I'm primarily an MMO player. Here's how I see 4E moved closer to MMOs (at least those of the WoW generation)

1, More defined roles. MMOs of that generation are heavily governed by the Trinity (tank-healer-damage), and the mechanics enforce those roles. As a result, classes tend to heavily specialize into their role. 4E classes aim at more defined roles than classes in previous editions. Before 4E, classes may have fallen into a role de facto. In 4E, classes were put into roles de jure.
Alright, some tangible points to interact with. Good deal. Piece by piece.

This was one I mentioned above. Whereas you see MMO roots in the reasoning for making the combat roles, I (like many others) hold that these roles have always been inherent to D&D combat. Fighters and Paladins were expected to hold choke points and to interpose themselves between the bad guys and the squishy artillery/controllers as far as back as I've been running games (1984). Further, the warrior class of D&D (and the melee rules in general) had means to do so even way back when. Rogues and Monks were skirmishers and were expected to find ways to deploy their damage and stay mobile (because any prolonged melee meant certain death). Clerics's engineering afforded them the primary support role of buffing and healing (and divining and smiting). Wizards were meant to control enemies (Grease, Sleep, etc) and deploy their artillery (fireball, MM, etc).

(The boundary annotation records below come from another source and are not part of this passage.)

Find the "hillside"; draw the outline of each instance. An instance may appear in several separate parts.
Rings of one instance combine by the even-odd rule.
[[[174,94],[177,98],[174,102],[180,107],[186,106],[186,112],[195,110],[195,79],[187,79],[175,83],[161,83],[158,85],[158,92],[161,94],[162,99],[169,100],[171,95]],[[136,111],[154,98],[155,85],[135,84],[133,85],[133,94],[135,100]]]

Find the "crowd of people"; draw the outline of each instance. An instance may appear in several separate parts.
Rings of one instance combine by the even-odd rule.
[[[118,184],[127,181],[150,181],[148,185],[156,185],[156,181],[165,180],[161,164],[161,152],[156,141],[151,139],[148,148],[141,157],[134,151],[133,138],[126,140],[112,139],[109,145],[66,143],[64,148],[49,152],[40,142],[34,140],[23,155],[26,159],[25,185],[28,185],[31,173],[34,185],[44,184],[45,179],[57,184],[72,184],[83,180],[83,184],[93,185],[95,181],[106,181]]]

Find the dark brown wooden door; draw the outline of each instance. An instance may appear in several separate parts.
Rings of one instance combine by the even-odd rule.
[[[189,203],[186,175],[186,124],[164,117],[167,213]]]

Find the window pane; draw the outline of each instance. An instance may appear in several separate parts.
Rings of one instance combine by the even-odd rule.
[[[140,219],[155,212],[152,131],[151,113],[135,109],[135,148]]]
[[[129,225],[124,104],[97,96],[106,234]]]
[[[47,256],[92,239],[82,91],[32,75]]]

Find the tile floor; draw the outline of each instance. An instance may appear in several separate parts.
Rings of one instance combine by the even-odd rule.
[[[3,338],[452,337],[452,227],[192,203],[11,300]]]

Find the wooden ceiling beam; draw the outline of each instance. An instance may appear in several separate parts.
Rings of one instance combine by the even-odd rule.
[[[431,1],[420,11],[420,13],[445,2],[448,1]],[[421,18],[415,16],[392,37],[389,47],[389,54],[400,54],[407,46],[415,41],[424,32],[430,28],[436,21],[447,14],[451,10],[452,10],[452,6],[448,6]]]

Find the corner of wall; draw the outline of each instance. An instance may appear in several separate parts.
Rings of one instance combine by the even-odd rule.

The only thing 4e did was make this paradigm transparent and coherently engineer more tactical depth into each of the classes with respect to those roles (especially martial classes) such that they can (1) meet a standard level of performance in their expectant roles, (2) make "dyanmically fun and tactically engaging" the standard (rather than the purview of a few select classes - spellcasters), and (3) so that new players and old players don't get confused by "what exactly is this guy supposed to do (eg the 1e and 3.x monk)?" That is the problem it solved; the 3.x Fighter and the 1e/3.x Monk. Look at Heinsoo's (4e is his D&D as 5e is Mearls') editorializing all throughout 13th Age. The virtue of transparency and codification is expressed there and it has nothing to do with MMOs.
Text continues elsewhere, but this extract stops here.